Here's a quick example of how to configure Echo to send traces to Jaeger:

go
package main

import (
"context"
"github.com/labstack/echo/v4"
"go.opentelemetry.io/otel"
"go.opentelemetry.io/otel/exporters/jaeger"
"go.opentelemetry.io/otel/sdk/resource"
"go.opentelemetry.io/otel/sdk/trace"
semconv "go.opentelemetry.io/otel/semconv/v1.12.0"
"log"
)

func initJaegerTracer() (*trace.TracerProvider, error) {
// Configure Jaeger exporter
exp, err := jaeger.New(jaeger.WithCollectorEndpoint(jaeger.WithEndpoint("http://jaeger:14268/api/traces")))
if err != nil {
return nil, err
}

// Create a trace provider with the exporter
tp := trace.NewTracerProvider(
trace.WithBatcher(exp),
trace.WithResource(resource.NewWithAttributes(
semconv.SchemaURL,
semconv.ServiceNameKey.String("my-service"),
semconv.ServiceVersionKey.String("1.0.0"),
)),
)

// Set the global tracer provider
otel.SetTracerProvider(tp)
return tp, nil
}

func main() {
tp, err := initJaegerTracer()
if err != nil {
log.Fatal(err)
}
defer tp.Shutdown(context.Background())

// Create Echo application with tracing middleware
// ...
}

With this setup, you can view your traces in the Jaeger UI, which provides a visual representation of your request flows, making it easier to identify performance issues and bottlenecks.

Best Practices for Echo Request Tracing

To get the most out of request tracing in your Echo applications:

  1. Name spans meaningfully: Use descriptive names that identify the operation being performed.

  2. Add relevant attributes: Include information that will help you troubleshoot issues:

    go
    span.SetAttributes(
    attribute.String("user.id", userID),
    attribute.Int64("items.count", itemsCount),
    )
  3. Record errors properly: When errors occur, record them in the span:

    go
    if err != nil {
    span.RecordError(err)
    span.SetStatus(codes.Error, err.Error())
    }
  4. Set appropriate sampling rates: In high-traffic production environments, trace only a percentage of requests:

    go
    trace.WithSampler(trace.TraceIDRatioBased(0.1)) // 10% sampling
  5. Propagate context: Always pass the trace context down the call chain.

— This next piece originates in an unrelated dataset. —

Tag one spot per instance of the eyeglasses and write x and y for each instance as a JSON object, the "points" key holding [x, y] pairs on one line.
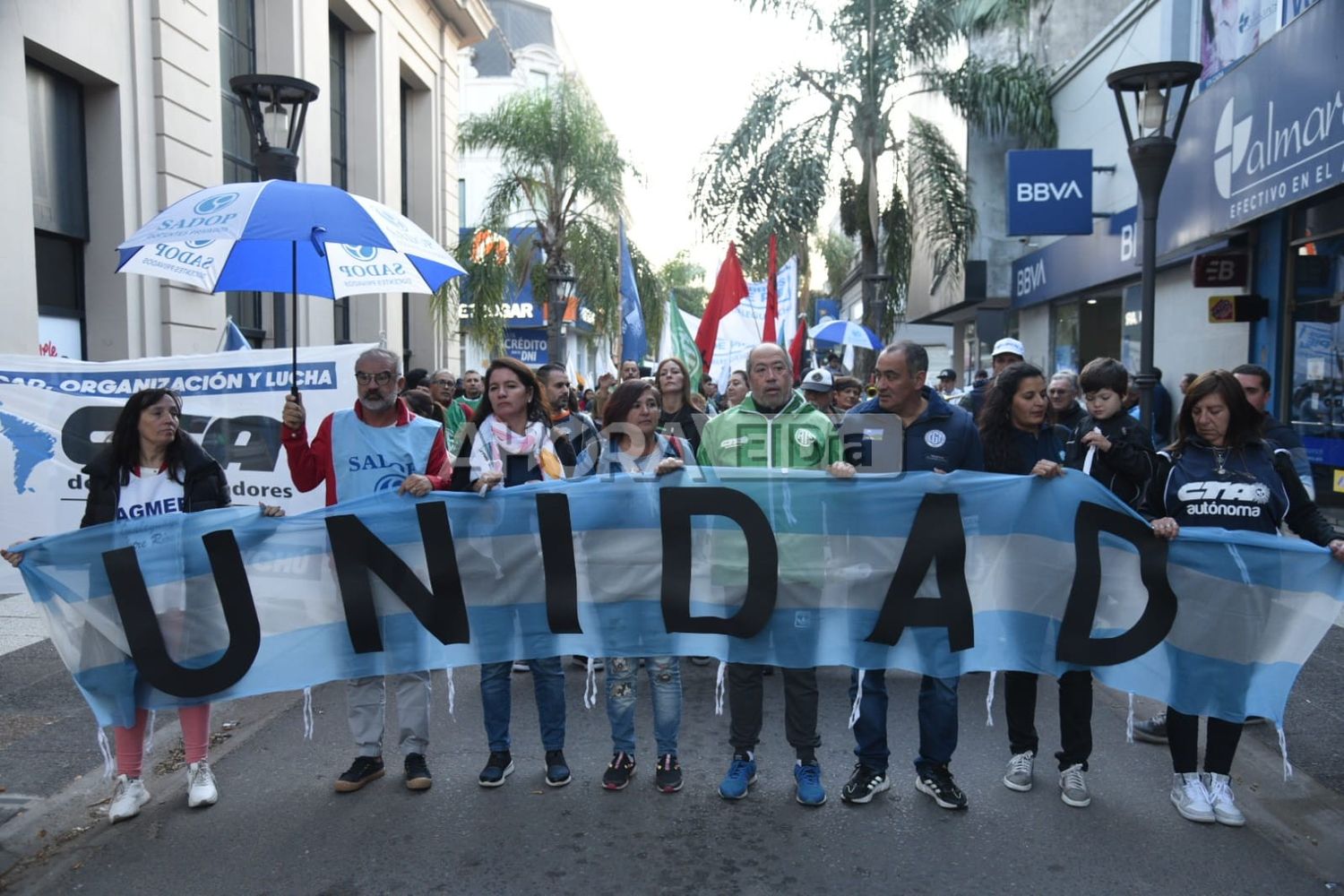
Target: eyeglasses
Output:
{"points": [[382, 378]]}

  6. Monitor trace data size: Large traces can impact performance, so be selective about what you record.

Summary

Echo request tracing provides invaluable insights into how requests flow through your application. By implementing proper tracing, you can:

  • Visualize request flows across services
  • Measure performance at each step
  • Identify bottlenecks and performance issues
  • Debug complex interactions between components
  • Monitor system health in production

In this guide, we covered the fundamentals of request tracing, from basic request ID logging to advanced distributed tracing with OpenTelemetry. We also explored practical applications and best practices to help you implement effective tracing in your Echo applications.

Additional Resources

Exercises

  1. Implement basic request ID tracing in a simple Echo application and observe how requests are logged.
  2. Set up OpenTelemetry tracing with console output and create spans for different operations in your application.
  3. Create a multi-service application and implement distributed tracing between services.
  4. Set up Jaeger in a Docker container and configure your application to send traces to it.
  5. Implement tracing for a real-world workflow in your application, such as a checkout process or user registration flow.